Exception: An error was encountered while running DADA2 in R (return code 1), please inspect stdout and stderr to learn more.

Plugin error from dada2:

An error was encountered while running DADA2 in R (return code 1), please inspect stdout and stderr to learn more.

See above for debug info.

Thank you so much for the attention,
Alex

Hi @alexcussigh0,

The key lies in this line of the traceback:

Error rates could not be estimated (this is usually because of very few reads).

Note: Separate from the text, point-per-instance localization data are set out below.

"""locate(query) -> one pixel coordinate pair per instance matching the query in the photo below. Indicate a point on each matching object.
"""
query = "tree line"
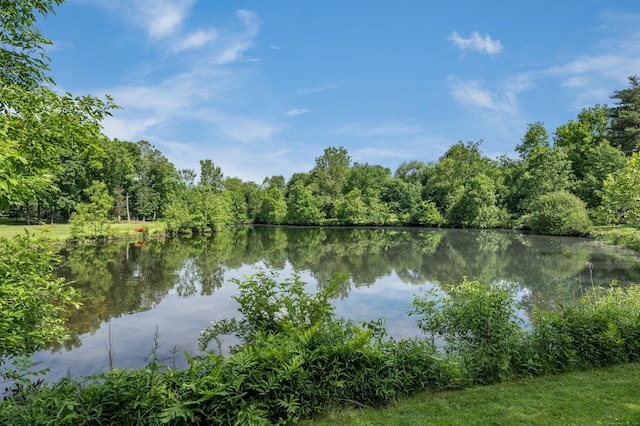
(56, 164)
(586, 171)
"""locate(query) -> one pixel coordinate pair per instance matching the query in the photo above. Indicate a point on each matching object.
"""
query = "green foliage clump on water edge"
(295, 359)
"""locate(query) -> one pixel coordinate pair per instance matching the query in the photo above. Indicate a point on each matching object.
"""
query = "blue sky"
(263, 87)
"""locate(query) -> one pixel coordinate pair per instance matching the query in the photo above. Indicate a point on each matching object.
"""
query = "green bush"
(478, 324)
(559, 213)
(33, 303)
(296, 364)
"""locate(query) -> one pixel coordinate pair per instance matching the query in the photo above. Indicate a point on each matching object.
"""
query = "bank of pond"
(259, 325)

It looks like too many of your reads are being filtered out, which is not allowing for an error matrix to be created within DADA2. I would recommend easing up on your trunc-len param, because this is what's filtering out all of your reads - you will essentially never see amplicons with a bp length that short. If you're unsure of where to trim or truncate your reads, I'd recommend looking at the interactive quality plot from demux summarize to make an informed decision.

Cheers :lizard:

Before this, I have already run the command with trunc-len 0 and I have got the same error :confused:

@alexcussigh0 it sounds like an issue with your data then vs. with your filtering. Can you share your demux.qza file (either in your response or in a direct message, whichever you prefer)?

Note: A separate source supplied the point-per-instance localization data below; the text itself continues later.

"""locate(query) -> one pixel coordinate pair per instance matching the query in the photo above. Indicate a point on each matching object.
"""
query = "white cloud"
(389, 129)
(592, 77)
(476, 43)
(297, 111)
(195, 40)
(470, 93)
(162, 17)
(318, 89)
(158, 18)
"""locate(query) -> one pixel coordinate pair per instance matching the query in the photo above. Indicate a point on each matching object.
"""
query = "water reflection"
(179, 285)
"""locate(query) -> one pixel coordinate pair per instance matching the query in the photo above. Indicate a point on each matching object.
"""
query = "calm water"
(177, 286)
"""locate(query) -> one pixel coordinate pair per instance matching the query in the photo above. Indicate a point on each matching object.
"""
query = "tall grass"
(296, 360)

@lizgehret thank you so much!
Here the link with the demux file

Hello @alexcussigh0,

Unfortunately it looks like @lizgehret was right. If you look at your demux visualizer
12s_demux.qzv (311.7 KB), you can see that there has been some serious read trimming. Your median read length is ~37 nt for both forward and reverse, far too short to merge. From looking at the quality plots, there is a steep drop off in read quality around this position. One guess as to what happened is that this was essentially a failed run but the sequencing center quality trimmed most of the reads and gave you what was left over.

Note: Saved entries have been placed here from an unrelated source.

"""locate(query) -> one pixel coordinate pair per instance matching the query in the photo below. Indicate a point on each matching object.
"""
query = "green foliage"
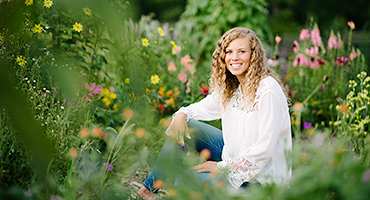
(62, 56)
(317, 75)
(206, 21)
(353, 114)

If you are determined to move forward with these data, some more quality control would be necessary, but you're looking at probably only being able to use 10% or so of the sequences.

Thanks @colinvwood,
somehow I managed to carry on the analysis settin p-trim-left-f/r 45 so I removed all the Ns present at the beginning of the reads!
The results are still underwhelming ahah

This topic was automatically closed 31 days after the last reply. New replies are no longer allowed.